Ecco, che una cosa non escluda l'altra è quanto si può evincere anche dalle biografie dei creatori dei soliti idioti e in particolare spiazza quella di Martino Ferro, 37enne fiorentino, Premio Calvino 2005 per opere inedite di narrativa, scrittore di Einaudi con cui ha pubblicato "Il primo che sorride" e "La ventunesima donna" (ricerca linguistica sofisticata, trama surreale, esercizi di stile, richiami a Quenau) e autore di una raccolta di fiabe di denuncia sui mali del nostro Paese ("C'era una svolta") per Verdenero. "Sono un po' schizofrenico, lo ammetto", sorride Ferro: "Sono due aspetti molto diversi della mia professione e della mia personalità. I romanzi nascono da una ricerca più intima, appartengono alla mia fase solitaria, quasi di clausura. Il filone dei soliti idioti a quella ariosa, fatta più di divertimento e improvvisazione". Ma uno con quella sensibilità e coscienza letteraria come può serenamente partorire battute tipo "quella busta de piscio della ragazza tua", "un prosciutto in crosta di pene" o la canzone "besaje er bucio"? "La scurrilità non mi ha mai spaventato: anche Ruzante, se parliamo di teatro popolare, lo era. La volgarità invece è un'altra cosa ed è pericolosa quando non c'è niente sotto".
Chi sono, allora, questi soliti idioti e cosa hanno sotto, dietro o sopra? La sit-com di urticanti sketch è ispirata all'irriverente serie Little Britain della Bbc inglese. Mtv la manda in onda da tre anni e il boom l'ha fatto sul Web, con circa dieci milioni di video scaricati da YouTube. Dal cinema tornerà ora a teatro (il tour parte il 18 novembre) con concerto, perché anche la demenziale colonna sonora del film rivendica il suo ruolo. Il film l'ha voluto e prodotto (con Medusa) Pietro Valsecchi, raffinato collezionista d'arte e di blockbuster con la sua Taodue che, dalle fiction su distretti di polizia, Borsellino, Riina o la Montessori, è passata a svaligiare i botteghini con Checco Zalone, maggior incasso nella storia del cinema italiano.

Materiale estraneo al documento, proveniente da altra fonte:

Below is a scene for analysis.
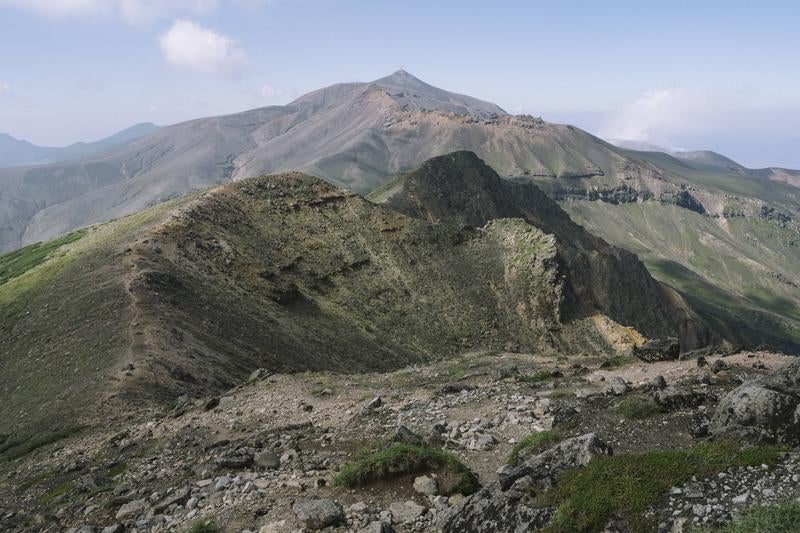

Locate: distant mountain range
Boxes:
[0,71,800,351]
[0,122,158,168]
[608,139,800,187]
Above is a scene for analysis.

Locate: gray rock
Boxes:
[648,374,667,390]
[414,476,439,496]
[498,433,612,490]
[358,520,394,533]
[633,337,681,363]
[292,498,344,529]
[253,450,281,469]
[247,368,272,385]
[364,396,383,412]
[709,362,800,442]
[389,500,427,524]
[148,487,191,516]
[608,376,631,396]
[117,500,147,520]
[653,385,707,409]
[442,433,612,533]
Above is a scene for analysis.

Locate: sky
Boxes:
[0,0,800,168]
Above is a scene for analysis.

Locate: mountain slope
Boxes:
[0,153,717,434]
[0,71,629,250]
[0,122,158,168]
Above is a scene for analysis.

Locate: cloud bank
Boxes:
[159,20,247,77]
[0,0,256,24]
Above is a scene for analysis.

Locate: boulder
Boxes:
[292,498,344,529]
[117,500,147,520]
[498,433,613,490]
[709,362,800,443]
[633,337,681,363]
[442,433,612,533]
[253,450,281,469]
[653,385,707,409]
[414,476,439,496]
[389,500,427,524]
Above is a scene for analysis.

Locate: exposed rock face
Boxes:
[709,363,800,442]
[442,433,612,533]
[633,338,681,363]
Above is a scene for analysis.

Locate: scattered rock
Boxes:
[292,498,344,529]
[414,476,439,496]
[633,337,681,363]
[117,500,147,520]
[389,500,427,524]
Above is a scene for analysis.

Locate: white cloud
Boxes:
[258,85,286,100]
[159,20,247,77]
[0,0,264,24]
[598,87,747,144]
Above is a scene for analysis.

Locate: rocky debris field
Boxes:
[0,352,800,533]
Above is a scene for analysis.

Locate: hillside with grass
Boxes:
[0,152,723,436]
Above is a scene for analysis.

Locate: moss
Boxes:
[543,441,781,532]
[508,431,559,466]
[0,230,86,285]
[616,395,662,420]
[689,502,800,533]
[334,443,480,495]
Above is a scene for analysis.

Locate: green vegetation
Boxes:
[187,520,220,533]
[690,502,800,533]
[42,481,73,504]
[0,426,83,461]
[508,431,559,466]
[0,230,86,285]
[543,441,781,533]
[617,395,662,420]
[108,461,128,477]
[602,355,638,368]
[334,442,480,495]
[517,370,553,384]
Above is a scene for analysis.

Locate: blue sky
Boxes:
[0,0,800,168]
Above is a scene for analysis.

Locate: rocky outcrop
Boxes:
[633,337,681,363]
[442,433,612,533]
[709,362,800,443]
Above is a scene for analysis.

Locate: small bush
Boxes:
[517,370,553,383]
[508,431,559,466]
[188,520,220,533]
[543,441,781,533]
[617,395,662,420]
[334,442,480,495]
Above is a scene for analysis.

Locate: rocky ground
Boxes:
[0,352,800,533]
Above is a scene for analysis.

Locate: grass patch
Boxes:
[600,355,638,369]
[517,370,553,383]
[508,431,559,466]
[42,481,72,504]
[334,442,480,495]
[186,520,221,533]
[543,441,782,532]
[689,502,800,533]
[616,395,662,420]
[108,461,128,477]
[0,230,86,285]
[0,426,83,461]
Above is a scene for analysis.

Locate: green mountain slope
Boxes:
[0,153,719,430]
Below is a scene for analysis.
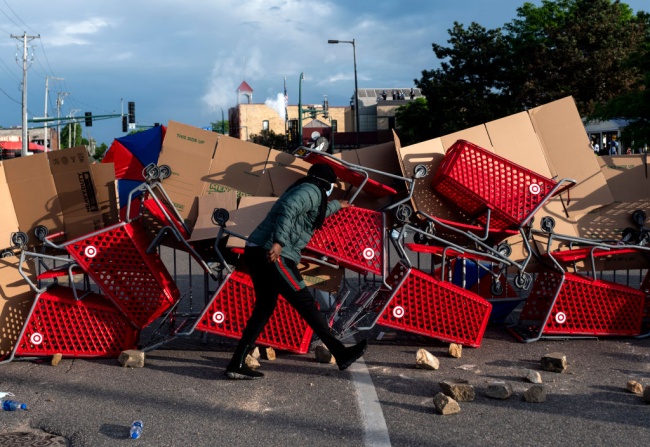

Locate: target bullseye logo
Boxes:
[212,311,226,324]
[363,247,375,261]
[84,245,97,258]
[528,183,542,195]
[29,332,43,345]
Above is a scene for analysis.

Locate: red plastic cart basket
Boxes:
[195,270,313,354]
[65,221,180,328]
[306,206,385,275]
[15,285,139,357]
[377,262,492,347]
[513,271,645,341]
[432,140,572,228]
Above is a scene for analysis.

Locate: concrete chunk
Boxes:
[438,379,476,402]
[448,343,463,359]
[542,352,567,372]
[485,381,512,400]
[433,393,460,415]
[524,384,546,403]
[117,349,144,368]
[415,349,440,370]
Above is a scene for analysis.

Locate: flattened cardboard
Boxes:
[4,152,65,245]
[528,97,614,215]
[158,121,219,228]
[226,197,278,248]
[0,256,36,359]
[298,262,345,293]
[205,135,269,195]
[189,189,237,242]
[90,163,119,227]
[47,146,104,240]
[0,162,18,250]
[266,149,312,197]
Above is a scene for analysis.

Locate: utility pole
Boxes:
[56,92,68,150]
[43,76,63,152]
[11,32,41,157]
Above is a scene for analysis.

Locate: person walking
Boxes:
[225,163,367,380]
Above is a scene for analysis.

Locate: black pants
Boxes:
[234,247,344,357]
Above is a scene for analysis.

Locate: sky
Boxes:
[0,0,650,146]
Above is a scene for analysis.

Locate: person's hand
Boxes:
[266,242,282,263]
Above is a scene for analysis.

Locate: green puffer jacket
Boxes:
[248,183,341,263]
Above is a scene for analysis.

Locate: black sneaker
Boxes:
[225,364,264,380]
[334,340,368,371]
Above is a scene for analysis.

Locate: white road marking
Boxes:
[348,357,390,447]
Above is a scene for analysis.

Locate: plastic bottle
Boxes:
[2,400,27,411]
[129,420,144,439]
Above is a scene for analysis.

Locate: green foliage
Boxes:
[249,130,287,151]
[92,143,108,161]
[397,0,650,144]
[60,123,83,149]
[210,120,230,135]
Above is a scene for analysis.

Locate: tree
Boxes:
[589,10,650,149]
[504,0,644,115]
[60,123,83,149]
[249,129,287,151]
[399,0,648,141]
[415,22,510,136]
[210,120,230,135]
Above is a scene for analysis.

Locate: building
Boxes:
[228,81,421,149]
[0,127,59,159]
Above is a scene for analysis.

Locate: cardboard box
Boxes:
[90,163,119,227]
[0,162,18,250]
[47,146,104,240]
[204,135,270,195]
[0,256,36,359]
[158,121,218,228]
[4,153,65,245]
[221,197,278,248]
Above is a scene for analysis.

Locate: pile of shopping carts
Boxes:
[0,140,650,368]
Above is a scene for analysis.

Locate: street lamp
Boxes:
[327,39,360,147]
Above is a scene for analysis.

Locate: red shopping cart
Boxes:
[432,140,575,228]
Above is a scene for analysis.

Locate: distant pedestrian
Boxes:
[221,163,367,379]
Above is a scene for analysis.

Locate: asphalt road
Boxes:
[0,327,650,447]
[0,247,650,447]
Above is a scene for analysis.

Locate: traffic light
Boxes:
[129,101,135,124]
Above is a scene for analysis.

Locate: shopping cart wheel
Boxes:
[515,272,533,290]
[212,208,230,227]
[142,163,160,181]
[34,225,50,241]
[539,216,555,233]
[11,231,29,248]
[497,242,512,258]
[490,279,503,296]
[413,165,429,178]
[0,249,14,258]
[621,227,639,244]
[632,210,647,227]
[395,203,413,223]
[158,165,172,180]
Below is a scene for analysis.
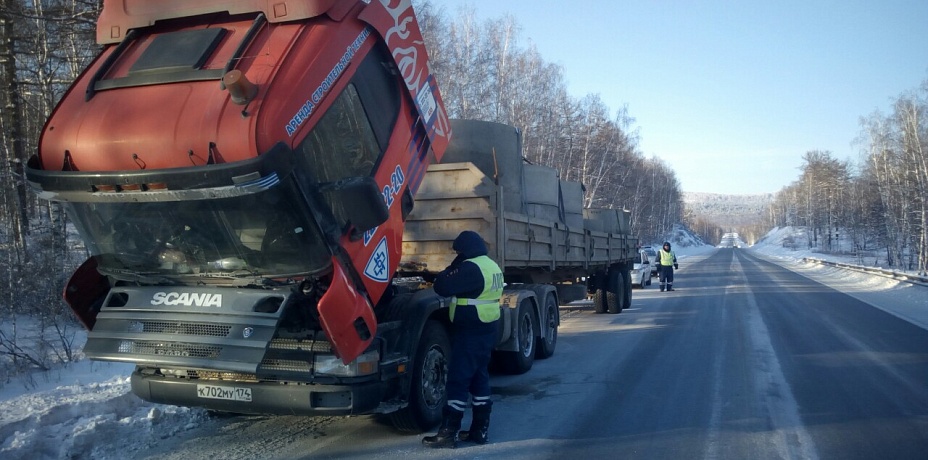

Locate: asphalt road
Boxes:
[145,249,928,460]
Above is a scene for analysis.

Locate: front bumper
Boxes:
[131,369,387,415]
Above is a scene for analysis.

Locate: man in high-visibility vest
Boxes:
[657,241,679,292]
[422,230,503,447]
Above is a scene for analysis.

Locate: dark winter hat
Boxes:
[451,230,487,259]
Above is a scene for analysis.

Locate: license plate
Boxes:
[197,385,251,402]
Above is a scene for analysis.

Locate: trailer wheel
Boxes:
[593,289,606,313]
[622,270,632,308]
[535,292,558,359]
[606,268,631,314]
[496,299,537,375]
[390,321,451,433]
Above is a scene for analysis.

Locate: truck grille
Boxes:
[119,340,222,359]
[270,338,332,353]
[187,370,258,382]
[261,359,313,374]
[129,320,232,337]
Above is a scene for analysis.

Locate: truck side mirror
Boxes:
[319,176,390,237]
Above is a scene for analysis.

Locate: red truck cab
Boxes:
[27,0,451,428]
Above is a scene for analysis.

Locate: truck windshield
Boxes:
[69,186,330,279]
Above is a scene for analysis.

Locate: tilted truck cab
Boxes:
[28,0,451,432]
[26,0,637,431]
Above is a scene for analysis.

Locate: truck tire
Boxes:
[389,321,451,433]
[622,270,644,308]
[535,292,558,359]
[593,289,606,313]
[606,268,631,314]
[495,299,538,375]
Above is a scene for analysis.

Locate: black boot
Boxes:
[458,406,490,444]
[422,406,464,448]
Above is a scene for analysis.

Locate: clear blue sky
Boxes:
[432,0,928,194]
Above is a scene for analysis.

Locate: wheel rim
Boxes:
[422,346,448,409]
[545,305,557,343]
[519,313,535,358]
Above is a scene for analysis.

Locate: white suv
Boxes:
[630,249,654,288]
[641,246,657,276]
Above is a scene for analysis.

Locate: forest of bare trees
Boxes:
[0,0,99,384]
[765,80,928,274]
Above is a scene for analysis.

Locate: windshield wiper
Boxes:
[97,267,178,285]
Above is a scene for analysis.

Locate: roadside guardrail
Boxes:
[802,257,928,286]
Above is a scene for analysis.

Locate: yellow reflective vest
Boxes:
[658,249,677,267]
[449,256,503,323]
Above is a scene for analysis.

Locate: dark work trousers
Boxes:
[660,265,673,284]
[446,305,499,412]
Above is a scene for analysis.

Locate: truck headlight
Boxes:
[313,350,380,377]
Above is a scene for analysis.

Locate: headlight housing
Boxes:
[313,350,380,377]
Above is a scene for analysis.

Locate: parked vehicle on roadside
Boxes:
[641,246,658,278]
[629,249,654,289]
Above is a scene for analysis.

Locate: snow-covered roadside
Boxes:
[0,226,928,460]
[0,360,206,460]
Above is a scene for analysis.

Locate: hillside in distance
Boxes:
[683,192,773,228]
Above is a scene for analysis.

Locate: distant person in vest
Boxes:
[657,241,679,292]
[422,230,503,447]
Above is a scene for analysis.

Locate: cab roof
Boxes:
[97,0,338,45]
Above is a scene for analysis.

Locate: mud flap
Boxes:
[318,262,377,364]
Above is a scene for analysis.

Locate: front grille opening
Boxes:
[129,341,222,359]
[136,321,232,337]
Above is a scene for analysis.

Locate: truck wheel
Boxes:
[622,270,644,308]
[496,299,536,375]
[606,268,630,314]
[390,321,451,433]
[535,292,558,359]
[593,289,606,313]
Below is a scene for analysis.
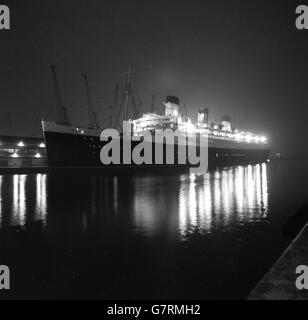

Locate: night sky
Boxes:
[0,0,308,153]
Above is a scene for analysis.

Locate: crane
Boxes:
[83,74,100,129]
[51,66,70,126]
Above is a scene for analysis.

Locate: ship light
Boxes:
[17,141,25,147]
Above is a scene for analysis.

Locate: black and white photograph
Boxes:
[0,0,308,304]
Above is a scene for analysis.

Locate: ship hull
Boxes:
[44,127,270,169]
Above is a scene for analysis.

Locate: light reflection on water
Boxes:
[179,164,268,237]
[0,164,268,240]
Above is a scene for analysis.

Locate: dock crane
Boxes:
[83,74,100,129]
[151,94,156,113]
[51,65,71,126]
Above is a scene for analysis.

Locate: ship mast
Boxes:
[83,74,100,129]
[51,66,70,126]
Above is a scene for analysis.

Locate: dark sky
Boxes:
[0,0,308,152]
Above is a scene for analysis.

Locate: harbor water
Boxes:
[0,161,308,299]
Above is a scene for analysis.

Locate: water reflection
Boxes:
[0,164,268,239]
[12,174,27,225]
[35,174,47,220]
[0,174,47,228]
[179,164,268,237]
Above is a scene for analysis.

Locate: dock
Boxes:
[248,224,308,300]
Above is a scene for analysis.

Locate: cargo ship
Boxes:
[42,67,270,168]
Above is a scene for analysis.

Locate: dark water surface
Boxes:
[0,161,308,299]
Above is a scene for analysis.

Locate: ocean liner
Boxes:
[42,67,270,168]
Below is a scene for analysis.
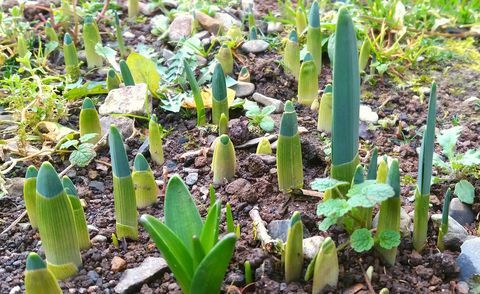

Difficile non riconoscergli un certo naso: "Se i politici puntassero sui giovani e sulle idee come abbiamo fatto noi, saremmo già a buon punto", filosofeggia Valsecchi (sulla scia del collega Giorgio Gori fulminato sulla via della Leopolda?).
Gli altri due autori, oltre allo scrittore Ferro, ma soprattutto gli interpreti principali della galleria di personaggi dei soliti idioti, sono Francesco Mandelli e Fabrizio Biggio. Mandelli, 32 anni da Erba, lavora come presentatore e attore su Mtv dal '98, ha partecipato ad un paio di cinepanettoni, fa parte del cast della fiction "Squadra Antimafia", ha una band musicale (gli Orange) e due anni fa su RaiTre condusse "Non perdiamoci di vista" con Paola Cortellesi. Biggio, 37 enne fiorentino, lavora da 11 anni a Mtv e ha condotto su Radiouno "Ventura football club" con Simona Ventura. Le macchiette di maggiore presa sono i De Ceglie, un orripilante padre, ripugnante a vedersi e sentirsi, che cerca a tutti i costi di educare ai suoi disvalori il figlio sensibile, colto e imbranato: "Dai cazzo Gianluca" è il tormentone ormai entrato nel gergo degli adolescenti, più o meno cresciuti. Corrotto, immorale, disonesto, volgare e puttaniere: magari fosse solo il parto di tre fantasie malate.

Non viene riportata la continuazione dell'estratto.